Friday, 19th March 2010: 4.00pm
Lecture Theatre 20
Host: David Bickford
“Animal communication occurs when a signal generated by one individual is transmitted through an appropriate channel and results in a behavioral change in a second individual. We have explored specific morphological, physiological and behavioral adaptations in a wide variety of taxa that appear to have evolved specifically to tailor and sculpt intraspecific communication systems.
In this lecture, I will review some of these adaptational studies in amphibians, including:
(1) Cross-modal integration as the basis for understanding agonistic behavior in territorial dart- poison frogs, Allobates femoralis. We used an electromechanical model frog (robot) to present territorial males with visual and auditory cues separated by experimentally-introduced temporal delays or spatial disparities to probe temporal and spatial integration in this animal. Our results demonstrate both that temporal and spatial integration may be reliably estimated in a freely-behaving animal in its natural habitat, and that we can use aggressive behavior in this species as an index of cross-modal integration in the field.

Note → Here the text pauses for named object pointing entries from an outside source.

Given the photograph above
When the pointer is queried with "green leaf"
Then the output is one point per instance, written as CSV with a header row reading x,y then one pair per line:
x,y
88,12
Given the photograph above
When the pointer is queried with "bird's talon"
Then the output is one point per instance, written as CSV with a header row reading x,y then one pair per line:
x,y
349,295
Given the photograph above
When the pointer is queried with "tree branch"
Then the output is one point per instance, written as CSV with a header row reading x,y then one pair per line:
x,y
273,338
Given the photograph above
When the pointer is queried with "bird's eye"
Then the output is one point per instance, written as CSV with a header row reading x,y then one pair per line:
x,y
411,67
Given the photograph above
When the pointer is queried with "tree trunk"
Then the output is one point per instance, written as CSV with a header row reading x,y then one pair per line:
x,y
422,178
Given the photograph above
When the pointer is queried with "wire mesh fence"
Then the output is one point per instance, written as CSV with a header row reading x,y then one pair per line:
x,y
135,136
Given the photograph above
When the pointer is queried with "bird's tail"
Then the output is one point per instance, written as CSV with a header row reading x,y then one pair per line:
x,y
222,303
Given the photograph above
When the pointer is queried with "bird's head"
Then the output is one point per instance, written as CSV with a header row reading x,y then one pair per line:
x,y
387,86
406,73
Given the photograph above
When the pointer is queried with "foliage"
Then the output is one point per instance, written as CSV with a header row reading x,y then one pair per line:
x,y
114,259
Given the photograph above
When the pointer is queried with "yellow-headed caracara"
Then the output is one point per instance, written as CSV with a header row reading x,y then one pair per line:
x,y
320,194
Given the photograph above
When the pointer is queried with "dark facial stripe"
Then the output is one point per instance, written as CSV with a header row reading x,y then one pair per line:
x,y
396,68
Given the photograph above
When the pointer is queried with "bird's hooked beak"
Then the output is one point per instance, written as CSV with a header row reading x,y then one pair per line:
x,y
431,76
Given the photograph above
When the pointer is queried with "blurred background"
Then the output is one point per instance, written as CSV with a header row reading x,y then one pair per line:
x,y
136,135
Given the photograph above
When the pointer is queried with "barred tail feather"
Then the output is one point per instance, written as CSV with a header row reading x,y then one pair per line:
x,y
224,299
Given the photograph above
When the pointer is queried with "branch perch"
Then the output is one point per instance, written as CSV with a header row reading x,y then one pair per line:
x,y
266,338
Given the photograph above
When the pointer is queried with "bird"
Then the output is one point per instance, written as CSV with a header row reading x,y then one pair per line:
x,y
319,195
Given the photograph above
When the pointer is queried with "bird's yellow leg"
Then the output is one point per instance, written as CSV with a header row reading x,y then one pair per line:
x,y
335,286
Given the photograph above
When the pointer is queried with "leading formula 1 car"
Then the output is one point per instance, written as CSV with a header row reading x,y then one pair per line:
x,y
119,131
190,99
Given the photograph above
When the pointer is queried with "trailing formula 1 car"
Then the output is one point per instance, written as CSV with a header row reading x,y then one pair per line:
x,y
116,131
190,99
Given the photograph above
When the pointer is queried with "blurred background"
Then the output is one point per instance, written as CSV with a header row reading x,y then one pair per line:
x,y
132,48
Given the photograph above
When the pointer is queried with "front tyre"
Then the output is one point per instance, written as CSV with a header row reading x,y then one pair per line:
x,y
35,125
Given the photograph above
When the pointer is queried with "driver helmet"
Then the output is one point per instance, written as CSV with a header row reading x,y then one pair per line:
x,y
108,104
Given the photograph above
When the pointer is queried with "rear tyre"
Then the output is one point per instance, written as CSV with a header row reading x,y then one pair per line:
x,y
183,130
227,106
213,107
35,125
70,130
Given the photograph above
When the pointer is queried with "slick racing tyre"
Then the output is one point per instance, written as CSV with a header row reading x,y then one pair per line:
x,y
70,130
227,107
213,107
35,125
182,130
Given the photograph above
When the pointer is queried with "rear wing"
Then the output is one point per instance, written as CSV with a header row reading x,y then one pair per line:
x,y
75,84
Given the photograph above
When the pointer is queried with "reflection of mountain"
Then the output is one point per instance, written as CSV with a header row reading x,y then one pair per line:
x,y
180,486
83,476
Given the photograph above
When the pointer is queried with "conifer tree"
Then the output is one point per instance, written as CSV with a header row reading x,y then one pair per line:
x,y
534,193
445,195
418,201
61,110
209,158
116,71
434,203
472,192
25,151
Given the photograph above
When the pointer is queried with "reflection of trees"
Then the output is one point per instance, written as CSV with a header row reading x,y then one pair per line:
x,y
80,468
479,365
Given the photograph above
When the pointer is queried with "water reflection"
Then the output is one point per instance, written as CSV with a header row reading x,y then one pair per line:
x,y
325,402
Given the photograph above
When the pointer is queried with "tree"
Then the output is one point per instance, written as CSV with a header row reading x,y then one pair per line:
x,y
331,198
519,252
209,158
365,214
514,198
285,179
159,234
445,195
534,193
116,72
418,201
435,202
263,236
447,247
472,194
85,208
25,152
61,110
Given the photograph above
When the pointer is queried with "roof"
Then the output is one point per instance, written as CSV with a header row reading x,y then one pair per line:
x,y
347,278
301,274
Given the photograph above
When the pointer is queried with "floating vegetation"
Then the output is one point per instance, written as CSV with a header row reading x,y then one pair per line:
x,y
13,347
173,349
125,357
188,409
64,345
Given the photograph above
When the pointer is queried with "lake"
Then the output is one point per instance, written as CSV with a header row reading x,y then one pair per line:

(2) The second example concerns two distantly related organisms: the concave-eared torrent frog (Odorrana tormota), calling near fast-flowing mountain streams of Anhui Province, Central China, and the endemic Bornean frog, Huia cavitympanum, living in a very similar riverine habitat in Sarawak, Malaysia. In addition to the high-pitched audible components, these species’ calls contain previously unreported ultrasonic harmonics. This extraordinary upward extension into the ultrasonic range of both the harmonic content of the advertisement calls and the frogs’ hearing sensitivity is likely to have coevolved in response to the intense, predominately low- frequency ambient noise from local streams.
These two case studies provide evidence that a physio-ethological approach, determining the physiological mechanisms underlying natural behavior, can be a fruitful avenue for elucidating the selective forces acting on the evolution of animal communication systems.”